Las capas de la historia de Varsovia se sobreponen las unas con las otras de tal manera que con solo andar unos pasos regreso a la etapa oscura del holocausto. Lo hago con una estatua del escritor Janusz Korczak, quien rechazó salvar su vida para morir junto con los niños del orfanato en el campo de concentración de Treblinka. Pero es la sinagoga Nozyk la que me ubica en el espacio: estoy en el barrio judío, convertido en gueto durante la II Guerra Mundial y del que poco quedó tras el levantamiento de los judíos el 19 de abril de 1943.
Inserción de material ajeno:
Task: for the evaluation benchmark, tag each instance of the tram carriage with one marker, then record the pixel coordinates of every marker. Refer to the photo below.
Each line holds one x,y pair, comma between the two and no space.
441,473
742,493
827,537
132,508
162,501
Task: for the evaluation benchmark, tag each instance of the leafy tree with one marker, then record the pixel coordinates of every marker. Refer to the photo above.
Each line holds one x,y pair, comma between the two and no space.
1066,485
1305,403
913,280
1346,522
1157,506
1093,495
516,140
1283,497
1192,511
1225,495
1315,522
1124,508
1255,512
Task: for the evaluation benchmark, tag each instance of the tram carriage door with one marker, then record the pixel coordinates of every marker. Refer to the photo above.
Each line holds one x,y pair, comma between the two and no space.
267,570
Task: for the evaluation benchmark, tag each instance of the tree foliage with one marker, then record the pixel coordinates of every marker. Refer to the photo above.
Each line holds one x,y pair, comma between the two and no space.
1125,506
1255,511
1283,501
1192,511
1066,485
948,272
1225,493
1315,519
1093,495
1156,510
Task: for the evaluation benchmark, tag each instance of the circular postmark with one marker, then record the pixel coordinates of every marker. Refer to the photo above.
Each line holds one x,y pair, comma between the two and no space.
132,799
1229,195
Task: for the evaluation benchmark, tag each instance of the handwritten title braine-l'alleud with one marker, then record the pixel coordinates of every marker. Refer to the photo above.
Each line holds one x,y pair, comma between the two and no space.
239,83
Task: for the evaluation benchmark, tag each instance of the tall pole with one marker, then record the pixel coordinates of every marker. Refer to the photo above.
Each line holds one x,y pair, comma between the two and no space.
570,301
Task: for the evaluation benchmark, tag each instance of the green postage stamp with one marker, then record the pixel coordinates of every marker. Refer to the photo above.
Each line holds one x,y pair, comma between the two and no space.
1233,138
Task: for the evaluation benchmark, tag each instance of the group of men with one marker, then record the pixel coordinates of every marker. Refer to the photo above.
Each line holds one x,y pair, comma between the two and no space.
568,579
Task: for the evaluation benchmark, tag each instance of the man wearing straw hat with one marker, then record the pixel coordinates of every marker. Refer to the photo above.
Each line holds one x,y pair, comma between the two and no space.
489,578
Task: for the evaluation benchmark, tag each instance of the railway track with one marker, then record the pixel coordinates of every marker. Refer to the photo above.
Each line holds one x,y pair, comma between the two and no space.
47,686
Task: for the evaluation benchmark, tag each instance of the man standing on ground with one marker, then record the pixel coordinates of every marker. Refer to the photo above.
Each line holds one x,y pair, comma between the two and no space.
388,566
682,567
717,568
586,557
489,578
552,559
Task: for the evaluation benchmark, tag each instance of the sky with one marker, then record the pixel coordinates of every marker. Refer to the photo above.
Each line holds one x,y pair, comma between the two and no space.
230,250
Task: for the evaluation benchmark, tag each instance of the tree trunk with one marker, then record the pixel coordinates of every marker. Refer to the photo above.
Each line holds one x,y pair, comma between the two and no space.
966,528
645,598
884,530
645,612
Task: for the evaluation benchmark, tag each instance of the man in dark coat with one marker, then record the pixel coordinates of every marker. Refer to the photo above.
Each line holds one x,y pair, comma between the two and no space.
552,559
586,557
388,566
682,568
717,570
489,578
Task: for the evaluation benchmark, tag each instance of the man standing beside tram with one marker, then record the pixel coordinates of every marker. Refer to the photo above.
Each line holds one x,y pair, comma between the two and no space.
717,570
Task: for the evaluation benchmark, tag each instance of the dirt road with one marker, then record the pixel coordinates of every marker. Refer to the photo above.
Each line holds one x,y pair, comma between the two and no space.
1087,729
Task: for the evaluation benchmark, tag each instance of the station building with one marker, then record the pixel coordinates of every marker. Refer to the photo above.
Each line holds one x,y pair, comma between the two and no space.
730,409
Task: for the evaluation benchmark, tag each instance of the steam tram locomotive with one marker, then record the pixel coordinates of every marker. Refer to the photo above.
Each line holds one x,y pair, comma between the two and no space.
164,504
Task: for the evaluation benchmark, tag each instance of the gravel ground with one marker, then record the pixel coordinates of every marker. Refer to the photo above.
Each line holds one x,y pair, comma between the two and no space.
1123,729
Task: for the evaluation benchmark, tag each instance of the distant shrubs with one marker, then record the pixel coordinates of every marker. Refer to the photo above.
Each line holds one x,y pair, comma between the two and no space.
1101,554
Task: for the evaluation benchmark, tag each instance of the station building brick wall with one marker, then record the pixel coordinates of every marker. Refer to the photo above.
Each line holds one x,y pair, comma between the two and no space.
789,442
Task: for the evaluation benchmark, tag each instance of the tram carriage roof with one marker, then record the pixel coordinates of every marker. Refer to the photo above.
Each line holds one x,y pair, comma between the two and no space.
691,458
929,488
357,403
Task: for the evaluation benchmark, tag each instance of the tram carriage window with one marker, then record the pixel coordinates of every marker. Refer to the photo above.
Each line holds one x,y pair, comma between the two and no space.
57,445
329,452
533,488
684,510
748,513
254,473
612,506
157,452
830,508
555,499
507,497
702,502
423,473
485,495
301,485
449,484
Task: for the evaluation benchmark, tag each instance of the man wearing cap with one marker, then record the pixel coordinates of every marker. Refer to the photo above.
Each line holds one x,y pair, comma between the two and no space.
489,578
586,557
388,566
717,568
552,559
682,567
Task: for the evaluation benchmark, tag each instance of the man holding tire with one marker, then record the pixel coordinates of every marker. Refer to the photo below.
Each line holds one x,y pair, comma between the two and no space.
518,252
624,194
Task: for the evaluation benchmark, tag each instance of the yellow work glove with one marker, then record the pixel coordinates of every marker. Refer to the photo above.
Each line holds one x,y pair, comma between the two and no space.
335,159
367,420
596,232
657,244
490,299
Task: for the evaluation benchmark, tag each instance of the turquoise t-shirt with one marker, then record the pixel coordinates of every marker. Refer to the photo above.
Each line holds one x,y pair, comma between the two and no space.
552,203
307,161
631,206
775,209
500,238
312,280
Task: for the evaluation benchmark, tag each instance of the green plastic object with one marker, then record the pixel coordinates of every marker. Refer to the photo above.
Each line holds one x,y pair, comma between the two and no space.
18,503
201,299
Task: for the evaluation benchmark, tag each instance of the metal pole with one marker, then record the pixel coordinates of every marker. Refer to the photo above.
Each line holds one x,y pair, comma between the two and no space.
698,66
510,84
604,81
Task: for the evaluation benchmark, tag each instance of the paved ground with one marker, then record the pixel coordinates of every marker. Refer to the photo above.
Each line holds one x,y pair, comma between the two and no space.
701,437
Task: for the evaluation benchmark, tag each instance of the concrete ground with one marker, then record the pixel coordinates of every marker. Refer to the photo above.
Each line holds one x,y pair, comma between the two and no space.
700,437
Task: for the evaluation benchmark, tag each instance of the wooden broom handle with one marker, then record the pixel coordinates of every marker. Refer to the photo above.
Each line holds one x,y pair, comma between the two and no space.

Fue casi un mes de combate en el que los alemanes jamás pensaron encontrar una oposición tan fuerte. Pese a ello, monumentos y ruinas evocan aquel pasado que completo leyendo los episodios históricos. Es el caso de la Ulica Prõzna, la única calle del gueto que se salvó (parcialmente) de la destrucción y que hoy está siendo restaurada. Aun así, algunas casas mantienen sus originales guardacantones y en el chaflán se pueden ver las diferentes placas que han tenido, cada una en el idioma del invasor.